Sheriffs across the state say they have more arrest warrants than deputies to process them.
That includes Cambria County, where Sheriff Bob Kolar told reporter Mark Pesto his office had 617 outstanding warrants as of late November.
Kolar said his staff of 24 full-time and seven per-diem deputies gets about 15 new warrants to process each week.
The Somerset County sheriff’s office reported 100 active warrants, and reporter John Finnerty in Harrisburg wrote that there were more than 450,000 active warrants across the state – some going back many years.
Much of the crush involves warrants for individuals who are unable to make court-ordered payments for fines or restitutions, Finnerty reported.
Most county budgets probably don’t have the means to hire an army of new deputies to handle the surge in warrants.
But we like what we’re seeing in some areas – a combination of responses that includes trying to issue fewer arrest warrants for nonviolent offenders while also giving individuals other ways to meet obligations, including paying their fines.
State Rep. Donna Bullock, a Philadelphia Democrat, has proposed legislation that would require individuals to appear for hearings concerning their “debts to society” before warrants are issued.
Bullock isn’t proposing that individuals avoid payment when they’ve been fined or penalized, rather that the courts evaluate their capacity for making payments in full or through installments before sending deputies out to pick them up.
We agree with the premise that individuals sitting in jail won’t be making any payments.
“The hearing will help determine if a person is financially able to pay,” Bullock said. “If paying the fine in full is determined to cause manifest hardship for the defendant or their family, the court will be required to establish a payment plan, assign community service or some combination of those two options for the defendant.”
The downside of this plan is that it shifts work out of the sheriff’s office to other county agencies.
Bullock’s bill has not moved out of the judicial committee.
Tom Maioli, executive director of the Pennsylvania Sheriff’s Association, told Finnerty that he favors steps at the county level to ease the warrants burden on sheriffs.
For example, Allegheny County to the west now offers an amnesty program that assures nonviolent offenders that they won’t be placed under arrest if they come forward to make arrangements to begin paying on their fines.
That seems to be a reasonable approach.
Columbia County reports having more success by publicizing the faces of those who have had warrants issued for their arrest.
Sheriff Tim Chamberlain told Finnerty his department has made arrests after hearing of the whereabouts of individuals whose faces were displayed at public events, such as the county fair.

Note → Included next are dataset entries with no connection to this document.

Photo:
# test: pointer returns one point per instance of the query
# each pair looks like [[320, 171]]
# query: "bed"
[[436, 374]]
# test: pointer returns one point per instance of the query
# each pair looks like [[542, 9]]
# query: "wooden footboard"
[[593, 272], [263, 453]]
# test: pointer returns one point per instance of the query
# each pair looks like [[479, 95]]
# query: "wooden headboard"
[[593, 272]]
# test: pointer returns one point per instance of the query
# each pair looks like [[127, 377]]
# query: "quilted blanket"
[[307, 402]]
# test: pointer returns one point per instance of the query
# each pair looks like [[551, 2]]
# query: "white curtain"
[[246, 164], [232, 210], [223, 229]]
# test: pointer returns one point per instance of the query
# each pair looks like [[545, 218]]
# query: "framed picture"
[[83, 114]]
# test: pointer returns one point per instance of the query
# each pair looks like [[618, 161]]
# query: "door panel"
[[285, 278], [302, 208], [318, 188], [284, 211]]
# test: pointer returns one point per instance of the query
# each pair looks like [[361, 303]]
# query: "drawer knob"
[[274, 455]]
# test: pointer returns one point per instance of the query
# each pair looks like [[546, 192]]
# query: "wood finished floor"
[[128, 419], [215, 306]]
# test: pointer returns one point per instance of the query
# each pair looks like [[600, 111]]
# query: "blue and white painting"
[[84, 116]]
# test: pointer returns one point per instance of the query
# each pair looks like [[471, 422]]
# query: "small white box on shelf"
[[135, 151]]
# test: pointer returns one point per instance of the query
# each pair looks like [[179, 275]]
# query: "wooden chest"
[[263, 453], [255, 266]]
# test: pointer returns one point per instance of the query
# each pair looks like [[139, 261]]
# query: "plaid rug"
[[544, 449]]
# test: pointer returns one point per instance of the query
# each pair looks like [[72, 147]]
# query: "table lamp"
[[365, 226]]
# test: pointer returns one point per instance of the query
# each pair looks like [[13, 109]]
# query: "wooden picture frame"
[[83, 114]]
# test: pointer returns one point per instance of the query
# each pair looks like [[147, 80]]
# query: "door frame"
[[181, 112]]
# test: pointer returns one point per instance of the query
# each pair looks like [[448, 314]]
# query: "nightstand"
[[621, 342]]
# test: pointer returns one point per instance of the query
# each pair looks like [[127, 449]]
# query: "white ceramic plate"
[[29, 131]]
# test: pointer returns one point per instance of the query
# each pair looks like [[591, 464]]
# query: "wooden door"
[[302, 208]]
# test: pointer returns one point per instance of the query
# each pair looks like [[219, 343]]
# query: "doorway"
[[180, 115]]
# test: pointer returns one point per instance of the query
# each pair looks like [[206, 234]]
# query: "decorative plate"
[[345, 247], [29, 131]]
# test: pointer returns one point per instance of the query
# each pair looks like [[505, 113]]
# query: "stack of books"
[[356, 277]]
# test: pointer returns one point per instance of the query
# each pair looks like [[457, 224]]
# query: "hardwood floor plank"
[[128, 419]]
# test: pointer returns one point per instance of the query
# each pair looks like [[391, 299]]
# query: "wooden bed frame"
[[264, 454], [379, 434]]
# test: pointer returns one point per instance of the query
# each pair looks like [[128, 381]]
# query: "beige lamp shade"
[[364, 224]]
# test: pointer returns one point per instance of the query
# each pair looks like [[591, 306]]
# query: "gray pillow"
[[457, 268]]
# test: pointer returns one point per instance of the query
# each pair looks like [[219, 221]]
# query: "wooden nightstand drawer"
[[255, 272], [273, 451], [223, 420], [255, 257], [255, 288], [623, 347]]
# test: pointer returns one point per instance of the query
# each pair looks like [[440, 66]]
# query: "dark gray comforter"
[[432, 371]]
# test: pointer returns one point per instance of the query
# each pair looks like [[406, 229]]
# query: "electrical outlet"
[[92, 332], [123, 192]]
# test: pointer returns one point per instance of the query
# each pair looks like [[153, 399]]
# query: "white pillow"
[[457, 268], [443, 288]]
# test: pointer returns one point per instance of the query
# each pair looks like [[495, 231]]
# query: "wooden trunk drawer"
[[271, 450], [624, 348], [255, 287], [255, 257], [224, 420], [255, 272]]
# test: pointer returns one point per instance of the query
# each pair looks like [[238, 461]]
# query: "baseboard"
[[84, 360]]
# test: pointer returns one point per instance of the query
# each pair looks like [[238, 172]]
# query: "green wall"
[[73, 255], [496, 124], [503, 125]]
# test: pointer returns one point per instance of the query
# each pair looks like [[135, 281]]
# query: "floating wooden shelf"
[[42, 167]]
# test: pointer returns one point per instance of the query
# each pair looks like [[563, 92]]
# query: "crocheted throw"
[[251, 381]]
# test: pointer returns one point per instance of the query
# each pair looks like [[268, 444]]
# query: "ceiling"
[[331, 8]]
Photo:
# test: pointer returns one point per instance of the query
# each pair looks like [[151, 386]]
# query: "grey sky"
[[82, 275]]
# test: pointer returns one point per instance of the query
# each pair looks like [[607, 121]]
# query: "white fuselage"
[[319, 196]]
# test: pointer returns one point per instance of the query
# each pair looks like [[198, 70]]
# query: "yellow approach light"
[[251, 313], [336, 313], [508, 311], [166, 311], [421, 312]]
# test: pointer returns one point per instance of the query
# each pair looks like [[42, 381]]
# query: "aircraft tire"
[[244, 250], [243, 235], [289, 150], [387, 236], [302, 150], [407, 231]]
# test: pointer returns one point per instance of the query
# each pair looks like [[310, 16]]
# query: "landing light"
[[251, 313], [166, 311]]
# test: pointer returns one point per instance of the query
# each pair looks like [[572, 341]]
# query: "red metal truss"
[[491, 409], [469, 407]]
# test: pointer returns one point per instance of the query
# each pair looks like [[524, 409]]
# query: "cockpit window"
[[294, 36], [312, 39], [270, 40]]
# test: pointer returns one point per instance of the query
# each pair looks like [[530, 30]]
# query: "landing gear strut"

Sheriff’s offices often handle many other duties – including prisoner transport and courthouse security.
Maioli noted that a fund operated by the Pennsylvania Commission on Crime and Delinquency that traditionally provided grants for training of deputies “has fallen on hard times” – with counties actually owed about $4 million in back reimbursements.
Until another funding source is found for hiring and training deputies, counties will need to be creative in how they manage warrants.
For some, issuing fewer arrest warrants, or allowing individuals to set up payment plans, might be the answer.
For others, getting the public involved in finding wanted individuals is helpful.
Even if money is tight, the state should offer leadership on this issue that is constant burden for county sheriffs’ offices.